We've also gotten into pee play. That definitely was Doug's idea as I'd never even imagined such a thing! It seemed rather weird at first that Doug would want to watch me pee. Soon we got to the point where I was pissing into a large bowl whenever he asked. My bladder can hold quite a lot so it needed to be a big bowl! I saw how excited it made Doug and that was enough for me. Having been through so much with Doug, having learned to overcome my fears and inhibitions, piss play turned out to be quite easy in the end. Now I enjoy doing it for him whenever he wants.

Sometimes Doug decides to piss on me instead. I was ready to accept that. Another man would have made it feel horrid and demeaning. With Doug it feels so primal and basic that I enjoy it a lot. His stream is always so strong and hot and I love the way it splashes off my skin. We always follow up with a lovely shower.

As I have said already, domestic discipline works for me. I wanted to be free and liberated and no longer afraid of myself or afraid of the reactions of other people. Doug, using helpful doses of domestic discipline, has helped me to break through those barriers and experience wonderful things I would have kept on denying myself.

Our sex life continues to be fantastic. We are travelling overseas together next year. And we're now planning to move in with each other in a few months time. Hat means more time with his daughters. I don't know if I can call it love yet. But I do know I am so very happy and content with everything I have with Doug.

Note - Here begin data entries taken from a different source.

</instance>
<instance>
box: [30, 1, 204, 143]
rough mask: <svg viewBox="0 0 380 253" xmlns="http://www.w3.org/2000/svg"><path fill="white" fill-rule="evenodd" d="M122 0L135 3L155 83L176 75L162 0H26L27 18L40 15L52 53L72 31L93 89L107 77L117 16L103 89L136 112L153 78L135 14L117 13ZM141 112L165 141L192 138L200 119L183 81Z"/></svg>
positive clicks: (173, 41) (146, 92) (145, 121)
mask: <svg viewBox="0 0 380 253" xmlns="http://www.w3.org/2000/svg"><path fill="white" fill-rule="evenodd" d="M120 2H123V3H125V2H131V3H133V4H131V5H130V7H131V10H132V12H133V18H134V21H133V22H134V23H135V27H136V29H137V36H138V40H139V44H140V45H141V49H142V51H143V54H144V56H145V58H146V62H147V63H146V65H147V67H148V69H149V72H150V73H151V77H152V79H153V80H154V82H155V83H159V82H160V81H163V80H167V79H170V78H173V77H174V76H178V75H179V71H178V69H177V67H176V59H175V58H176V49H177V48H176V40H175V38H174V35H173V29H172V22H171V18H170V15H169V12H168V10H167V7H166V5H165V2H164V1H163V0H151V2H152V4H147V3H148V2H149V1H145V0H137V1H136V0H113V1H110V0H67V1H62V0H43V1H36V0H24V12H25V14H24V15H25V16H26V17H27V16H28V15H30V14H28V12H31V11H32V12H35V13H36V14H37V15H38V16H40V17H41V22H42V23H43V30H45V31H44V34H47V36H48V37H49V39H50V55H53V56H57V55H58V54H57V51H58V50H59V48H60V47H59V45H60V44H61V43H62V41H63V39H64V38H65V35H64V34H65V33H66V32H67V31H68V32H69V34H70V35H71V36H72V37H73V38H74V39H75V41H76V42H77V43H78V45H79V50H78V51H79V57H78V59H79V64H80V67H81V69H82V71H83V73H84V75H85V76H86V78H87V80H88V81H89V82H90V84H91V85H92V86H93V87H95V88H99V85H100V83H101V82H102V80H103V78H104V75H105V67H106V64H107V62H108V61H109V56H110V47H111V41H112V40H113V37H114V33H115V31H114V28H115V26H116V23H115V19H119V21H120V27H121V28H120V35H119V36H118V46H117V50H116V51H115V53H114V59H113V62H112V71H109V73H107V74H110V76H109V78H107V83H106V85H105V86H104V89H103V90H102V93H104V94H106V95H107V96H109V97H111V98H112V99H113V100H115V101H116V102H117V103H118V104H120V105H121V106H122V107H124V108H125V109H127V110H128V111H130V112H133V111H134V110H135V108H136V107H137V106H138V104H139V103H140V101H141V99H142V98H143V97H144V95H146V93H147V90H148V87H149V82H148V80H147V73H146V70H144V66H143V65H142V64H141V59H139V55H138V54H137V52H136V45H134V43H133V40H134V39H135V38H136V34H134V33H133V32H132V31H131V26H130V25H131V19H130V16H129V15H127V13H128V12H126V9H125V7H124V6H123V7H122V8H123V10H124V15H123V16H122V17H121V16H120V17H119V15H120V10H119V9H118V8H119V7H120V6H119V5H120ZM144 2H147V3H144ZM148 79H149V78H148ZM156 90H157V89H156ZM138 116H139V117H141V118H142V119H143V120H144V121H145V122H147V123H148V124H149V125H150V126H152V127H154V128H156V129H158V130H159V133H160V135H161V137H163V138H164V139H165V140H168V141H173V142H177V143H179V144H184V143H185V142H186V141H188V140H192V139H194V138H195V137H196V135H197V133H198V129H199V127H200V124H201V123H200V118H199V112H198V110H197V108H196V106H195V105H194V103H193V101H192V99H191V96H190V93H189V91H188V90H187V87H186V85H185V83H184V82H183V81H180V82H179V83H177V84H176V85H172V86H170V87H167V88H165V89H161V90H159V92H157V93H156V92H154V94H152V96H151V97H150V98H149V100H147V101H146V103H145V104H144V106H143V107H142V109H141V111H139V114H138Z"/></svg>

You shouldn't think that we have left domestic discipline behind us. I still need to be pushed and have expectations enforced. I like the new me and I want to do what I need to keep her. So Doug still spanks me from time to time when he decides it is required.

A few weeks after I started my wonderful new job I had to be honest and tell Doug I hadn't given myself an enema for some time. The reason was that I had been so concerned about making a good impression in the new job that I had to admit I'd neglected to set time aside for that little personal pleasure. Doug didn't really mind the missed enemas too much. What he was upset about was that he saw me slipping back into my old, bad habits. He didn't want me to sacrifice my personal life for my work.